As talent goes, it either goes with you and if you’re careful and lucky you make something of it, you realize it, or it goes on without you and maybe you talk about it, write about it, try to understand it. It went with Katz (and all the “mumblecore” directors), and with it he creates deceptively simple scenes. He creates scenes in which an overly inquisitive, brash and possibly antagonistic guy can tease out from a recent college grad the information that she waits tables at an Applebee’s, and then make her, or at least us, feel uncomfortable about it (as he does when he slips in a character toward the end of “Quiet City”). More impressively, he can do this again and again, similar scenes repeated throughout one movie, and on into and throughout another. Similar and yet progressing, building, mounting tension one after the other, while characters seemingly “meander.”
Katz and his fellow mumblers are not creating these scenes out of thin air, of course. They’re working (note, working) in common situations, common in both senses, that they are familiar to us and that they share them with one another. No wonder they’re creating work in common.
As Katz said in a New York Times article in August, “This is the first time, mostly because of technology, that someone like me can go out and make a film with no money and no connections.”

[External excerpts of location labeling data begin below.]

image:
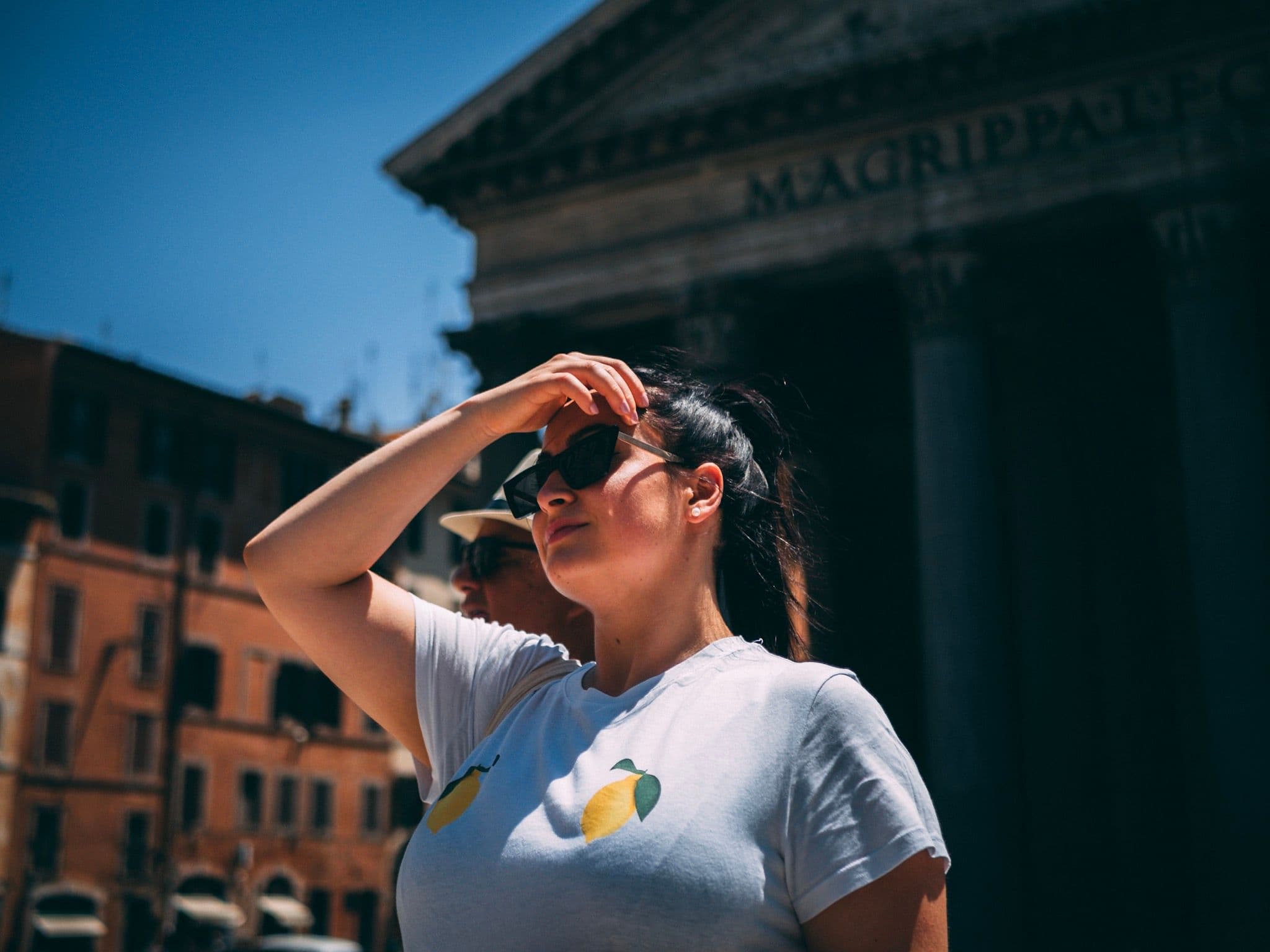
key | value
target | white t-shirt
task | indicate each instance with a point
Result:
(714, 806)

“I don’t personally own a HVX (a series of Panasonic digital video camera), but it’s so cheap that lots of people, not rich people or companies, but actual people do own them,” Katz wrote in an e-mail.
It’s a general situation that repeats itself and from which these films emerge, a “social condition,” to be highfalutin.
Sofia Coppola has done it in each of her films, but with a lot more money and curiously, with increasingly greater scope. She began in the affluent suburbs (“The Virgin Suicides”), went into contemporary international celebrity (“Lost in Translation”) and finally sat in the aristocratic court of royalty (“Marie Antoinette”).
But the two classes – of filmmakers and their subjects – stutter in step; they share the same ineffable malaise.
As the British band Gang of Four put it, included in “Marie Antoinette” by Coppola: “The problem with leisure/what to do for pleasure Ö “
Then again, Sofia Coppola is a Coppola. The money’s there, why shouldn’t she use 18th century royalty to filter her observations?
But for other young directors like Katz, for other young men and women like the subjects of his films, maybe the veneer has a rougher sheen.
“We need to devise a plot to where we can basically do absolutely nothing and get our bills paid,” Charlie says to the guy on the couch in “Quiet City.”
Then the two smirk at their feet. They nod to nothing in particular.
That’s what they have, and with it they do what they can, as do we all.
To those fascinated, perplexed critics who make their livings with words, well, nevermind, it’s hard to say what that means.